Her şey Karataş yolu üzerinde fidancılık üzerine işletme açmamızla başladı. Adana İl Jandarma Komutanlığı’nda görevli Jandarma Başçavuş Ümit Koç önce eşimle samimiyet kurdu, daha sonra mensubu olduğu cemaate bağış topladığını söyleyerek para istedi. Eşim bu durumu kabul etmeyince tehditler başladı, daha sonra ikinci aşamaya geçtiler. Bizim köyümüzde vefat eden bir yakınımızın cenazesinde zorla götürdüler. Jandarma aracı ile yasadışı şekilde 2 saat gezdirip tehdit etmişler. Eşimin ‘30-40 bin lira bağış yapayım, bırakın peşimi’ şeklindeki önerisini de yeterli bulmamışlar.

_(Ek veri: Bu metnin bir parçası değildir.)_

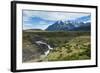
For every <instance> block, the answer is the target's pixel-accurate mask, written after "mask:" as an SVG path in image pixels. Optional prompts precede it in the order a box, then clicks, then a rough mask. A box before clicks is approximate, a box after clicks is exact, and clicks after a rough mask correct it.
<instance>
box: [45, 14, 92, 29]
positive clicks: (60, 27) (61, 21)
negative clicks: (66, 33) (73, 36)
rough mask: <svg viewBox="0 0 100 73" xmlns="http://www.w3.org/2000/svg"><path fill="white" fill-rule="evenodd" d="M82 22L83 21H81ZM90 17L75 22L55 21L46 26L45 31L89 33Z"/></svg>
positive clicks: (90, 25) (89, 16)
mask: <svg viewBox="0 0 100 73" xmlns="http://www.w3.org/2000/svg"><path fill="white" fill-rule="evenodd" d="M82 20H83V21H82ZM89 21H90V16H84V17H81V18H77V19H75V20H68V21H61V20H60V21H56V22H55V23H53V24H52V25H50V26H48V28H47V29H46V31H90V30H91V22H89Z"/></svg>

“EV HANIMI OLMAMA RAĞMEN 2 GÜN NEZARETTE TUTTULAR”
Bunun üzerine paralelci jandarmadan kurtulabilmek için işletmelerini kapattıklarını kaydeden Şıkbilge, “Evimizi arabamızı sattık, jandarma bölgesi dışında bir yere taşındık. Burada da rahat bırakmadılar, sonradan öğrendik ki bu Jandarma Başçavuş Ümit Koç polis bölgesi olmasına rağmen orada da eşimi takip edip yasa dışı bir şekilde dinletmiş. Daha sonra ‘dolandırıcılık’, ‘sahte evrak’, ‘çete kurmak’ gibi suçlamalarla evimiz basıldı. Eşimi gözaltına almak için gelmelerine rağmen sırf onu zor durumda bırakıp şantaj unsuru olarak kullanmak için beni de gözaltına aldılar. Biri 20 yaşında, diğeri 16 yaşında iki oğlum var. Sıradan bir ev hanımı olmama rağmen, iki gün jandarma nezaretinde türlü ortamlarda yakalanan insanlarla birlikte zorla alıkonuldum” dedi.

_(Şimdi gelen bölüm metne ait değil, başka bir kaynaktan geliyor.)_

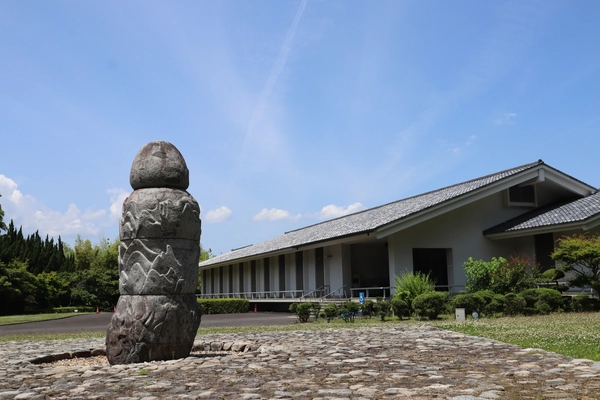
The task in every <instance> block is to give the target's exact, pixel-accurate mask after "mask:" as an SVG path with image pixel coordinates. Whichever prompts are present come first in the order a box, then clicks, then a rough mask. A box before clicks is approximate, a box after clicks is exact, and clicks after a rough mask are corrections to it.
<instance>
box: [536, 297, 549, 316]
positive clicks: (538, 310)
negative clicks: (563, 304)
mask: <svg viewBox="0 0 600 400" xmlns="http://www.w3.org/2000/svg"><path fill="white" fill-rule="evenodd" d="M533 309H534V310H535V312H536V314H540V315H548V314H550V312H551V311H552V308H551V307H550V305H548V303H546V302H545V301H542V300H538V301H536V302H535V304H534V305H533Z"/></svg>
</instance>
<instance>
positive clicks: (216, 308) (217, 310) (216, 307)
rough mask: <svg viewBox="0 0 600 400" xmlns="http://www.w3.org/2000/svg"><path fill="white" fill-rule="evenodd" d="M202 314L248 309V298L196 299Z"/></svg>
mask: <svg viewBox="0 0 600 400" xmlns="http://www.w3.org/2000/svg"><path fill="white" fill-rule="evenodd" d="M198 305H199V306H200V312H201V313H202V314H236V313H245V312H248V310H249V309H250V302H249V301H248V299H198Z"/></svg>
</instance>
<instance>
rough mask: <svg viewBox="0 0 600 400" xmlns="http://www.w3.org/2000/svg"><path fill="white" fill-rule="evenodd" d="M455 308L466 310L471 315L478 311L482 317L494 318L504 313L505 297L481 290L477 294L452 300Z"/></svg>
mask: <svg viewBox="0 0 600 400" xmlns="http://www.w3.org/2000/svg"><path fill="white" fill-rule="evenodd" d="M452 306H453V308H464V309H465V313H466V314H467V315H470V314H472V313H473V311H477V313H478V314H480V315H485V316H492V315H495V314H498V313H502V312H503V311H504V295H502V294H496V293H494V292H492V291H491V290H480V291H478V292H475V293H463V294H459V295H456V296H455V297H454V298H453V299H452Z"/></svg>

“ÖYLE BİR FEZLEKE HAZIRLADIM Kİ…”
“Gözaltındayken Aziz Takcı ile birlikte çalışan Jandarma Başçavuş Ümit Koç yanıma gelip ‘Öyle bir fezleke hazırladım ki eşinin hayatı kararacak, bir daha gün ışığı göremeyecek’ dedi” şeklinde konuşan Şıkbilge sözlerini şöyle sürdürdü: “Nasıl bir kin gözlerini bürümüş ise Jandarma Komutanlığı’nda bizim yanında olduğumuz sırada eşimin mal aldığı herkesi tek tek aradı, ‘Bu adam dolandırıcı, işyerini bastık, gelin malınızı kurtarın ve şikayetçi olun, malınızı iade edelim eksiksiz’ dedi. Daha sonra ben serbest bırakıldım, eşim adliyeye götürülüp Aziz Takcı’nın karşısına çıkartılmış. Takcı da eşimin ihbar mektubunda belirttiği parayı talep etmiş.”

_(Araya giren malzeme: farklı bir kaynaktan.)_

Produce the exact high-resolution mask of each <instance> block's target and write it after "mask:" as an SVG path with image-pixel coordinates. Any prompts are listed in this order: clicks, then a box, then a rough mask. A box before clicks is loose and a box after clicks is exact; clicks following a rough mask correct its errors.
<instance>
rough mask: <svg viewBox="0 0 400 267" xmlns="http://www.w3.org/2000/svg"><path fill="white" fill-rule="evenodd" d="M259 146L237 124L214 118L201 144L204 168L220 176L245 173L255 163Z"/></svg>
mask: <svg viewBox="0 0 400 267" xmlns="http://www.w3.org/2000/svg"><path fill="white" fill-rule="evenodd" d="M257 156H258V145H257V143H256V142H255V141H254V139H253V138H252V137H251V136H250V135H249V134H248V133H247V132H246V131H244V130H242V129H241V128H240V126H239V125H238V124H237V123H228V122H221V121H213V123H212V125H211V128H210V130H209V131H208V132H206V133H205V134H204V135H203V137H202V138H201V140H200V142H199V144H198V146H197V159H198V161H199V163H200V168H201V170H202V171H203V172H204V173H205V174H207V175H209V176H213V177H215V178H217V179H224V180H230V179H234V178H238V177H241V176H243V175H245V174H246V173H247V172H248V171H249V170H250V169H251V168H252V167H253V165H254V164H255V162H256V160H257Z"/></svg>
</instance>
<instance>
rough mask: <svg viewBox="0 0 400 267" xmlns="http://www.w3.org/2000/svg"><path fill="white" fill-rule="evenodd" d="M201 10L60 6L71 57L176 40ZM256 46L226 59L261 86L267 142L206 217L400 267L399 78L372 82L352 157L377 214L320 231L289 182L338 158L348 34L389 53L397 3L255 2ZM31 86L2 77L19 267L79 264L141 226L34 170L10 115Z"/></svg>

BAĞIŞ DEĞİL ŞANTAJ, MONTAJ, KUMPAS
“Bağış”, “himmet” benzeri süslü ifadelerin altında “şantaj”, “montaj” ve “kumpas” gibi gerçeklerin bulunduğu ifade eden Çiğdem Şıkbilge, eşinin kumpas kurbanı olduğunu anlattı. Şıkbilge “Böyle hayır mı olur, haraç, şantaj ve kumpasla alınan paradan hayır mı gelir? Tutun ki zorla topladıkları paraları gerçekten de Tanzanya ya da başka yerlerde kurdukları okullara gönderiyorlar. Haram parayla okutulan o çocuklardan hayır mı gelir? Oralarda yetişip hakim, savcı, avukat, polis, doktor olacak gençler nasıl dünyaya faydalı olabilir? Eşimi çökerttiler, Kimbilir kimlere böyle çöktüler. Kimlerin yuvalarını yıktılar araştırılsın bulunsun” dedi.